The boomers aren’t as large a cohort as the millennials by sheer numbers, analyst Andy Barish notes, but what they lack in size, they more than make up for in wealth:

Jefferies surveyed 410 Americans who plan to retire within six years. The results indicate that boomers will go out to eat less, but spend more time travelling and golfing. A couple caveats: this survey group isn’t necessarily indicative of the typical Boomer – the household income of roughly $100,000 is above the national average, and Jefferies “skewed the survey male (69 percent) so that we could get more robust answers around golf.”

Still, Barish highlighted ClubCorp, Callaway Golf, Royal Caribbean, and Nike– all of which are “buy” rated by analysts at Jefferies – as some of the beneficiaries of boomers’ retirement spending plans.

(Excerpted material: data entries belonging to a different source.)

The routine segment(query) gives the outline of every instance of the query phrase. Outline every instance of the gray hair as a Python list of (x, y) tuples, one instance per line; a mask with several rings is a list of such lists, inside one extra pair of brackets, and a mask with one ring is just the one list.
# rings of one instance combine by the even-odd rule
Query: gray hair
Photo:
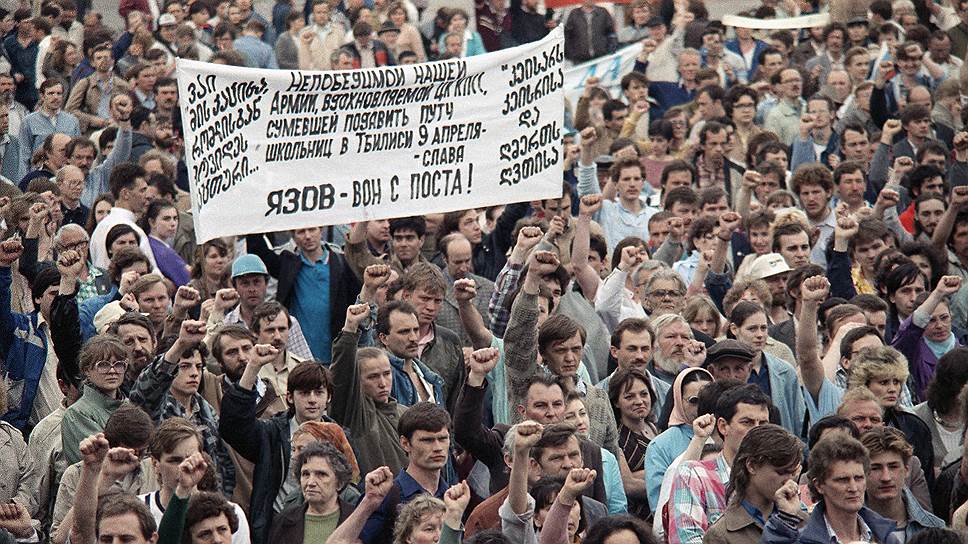
[[(643, 266), (644, 266), (644, 263), (643, 263)], [(676, 289), (679, 290), (679, 293), (683, 295), (686, 294), (685, 280), (682, 279), (682, 276), (680, 276), (678, 272), (676, 272), (675, 270), (672, 270), (671, 268), (662, 268), (660, 270), (657, 270), (655, 274), (652, 274), (652, 277), (649, 278), (649, 283), (645, 285), (645, 291), (647, 293), (651, 292), (652, 286), (655, 285), (655, 282), (664, 281), (664, 280), (674, 282), (676, 284)]]
[(656, 338), (659, 337), (659, 334), (661, 334), (662, 329), (668, 327), (669, 325), (682, 323), (689, 330), (689, 337), (695, 339), (695, 336), (692, 333), (692, 327), (689, 326), (689, 322), (686, 321), (686, 318), (682, 317), (679, 314), (662, 314), (659, 317), (652, 319), (651, 323), (652, 323), (652, 328), (655, 329)]
[(312, 442), (299, 452), (292, 464), (292, 475), (295, 476), (297, 482), (300, 479), (303, 465), (314, 457), (321, 457), (329, 462), (329, 466), (332, 467), (333, 474), (336, 476), (337, 491), (343, 489), (350, 478), (353, 477), (353, 469), (350, 467), (349, 461), (346, 460), (343, 452), (336, 449), (336, 446), (329, 442)]
[[(63, 168), (61, 168), (61, 170), (63, 170)], [(60, 171), (57, 172), (57, 175), (58, 176), (60, 175)], [(61, 228), (57, 229), (57, 234), (54, 235), (54, 247), (57, 248), (58, 250), (63, 248), (64, 246), (61, 244), (61, 241), (64, 239), (65, 234), (68, 234), (71, 232), (76, 232), (78, 234), (83, 235), (85, 241), (91, 240), (91, 237), (88, 236), (87, 231), (84, 230), (84, 227), (74, 223), (67, 223), (66, 225), (63, 225), (61, 226)]]
[(655, 259), (649, 259), (644, 263), (640, 264), (639, 266), (635, 267), (635, 270), (632, 272), (632, 283), (634, 283), (635, 285), (638, 285), (639, 280), (642, 279), (642, 274), (646, 272), (653, 272), (653, 271), (658, 271), (663, 269), (671, 270), (669, 268), (669, 265), (665, 264), (664, 262), (657, 261)]
[(76, 170), (82, 176), (84, 175), (84, 172), (80, 168), (74, 166), (73, 164), (66, 164), (64, 166), (61, 166), (60, 169), (57, 170), (57, 173), (54, 174), (54, 181), (56, 181), (57, 184), (60, 185), (64, 181), (64, 178), (67, 177), (68, 172), (71, 172), (74, 170)]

“According to our survey, over 80 percent of Boomers plan to keep spending the same … [or] even more on golf equipment and accessories after retirement,” writes Barish. “This bodes particularly well for ELY [Callaway Golf Company], the preferred golf equipment and accessories brand among the Boomers surveyed.”

He adds:

With ~15% of Boomers playing golf, there will be around ~7 million golfers moving toward retirementwhich will more than double the ~3 million golfers currently there. Furthermore, the positive correlation between age and rounds played, which has been a consistent trend over the past 20 years, means that golfers ages 65+ are playing 80%+ more rounds than golfers ages 50-64, playing 52 rounds per year on average. We estimate that Boomers will contribute at least 50M incremental rounds played as they enter retirement, taking into consideration that many Boomers are still feeling skittish about the economy and will be cautious in their spending post-retirement.

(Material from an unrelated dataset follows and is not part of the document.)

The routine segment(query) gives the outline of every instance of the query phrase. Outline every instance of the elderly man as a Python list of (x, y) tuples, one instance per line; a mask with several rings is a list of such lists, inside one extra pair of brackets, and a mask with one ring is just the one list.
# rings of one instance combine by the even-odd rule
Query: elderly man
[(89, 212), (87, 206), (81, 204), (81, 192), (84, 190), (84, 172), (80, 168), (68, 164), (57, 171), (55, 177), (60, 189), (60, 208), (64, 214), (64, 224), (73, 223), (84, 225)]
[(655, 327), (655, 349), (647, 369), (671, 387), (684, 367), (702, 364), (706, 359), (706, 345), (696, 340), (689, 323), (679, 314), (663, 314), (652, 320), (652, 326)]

But since 74 percent of the boomers surveyed also said they plan to lower their discretionary spending after retiring, they’ll have to trim their expenses elsewhere to afford all this golf and travel. Some 86 percent of respondents said the portion of their budget dedicated to eating out was slated to come under the knife.

“[T]hough full-service casual dining concepts have endured slower growth for years, the survey suggests potential additional sales risk,” concludes Barish. “Casual dining already trades at a large discount to QSR [quick-service restaurants] and fast casual, but the group does trade above historical average and there could be some excessive optimism in some of the Street numbers.”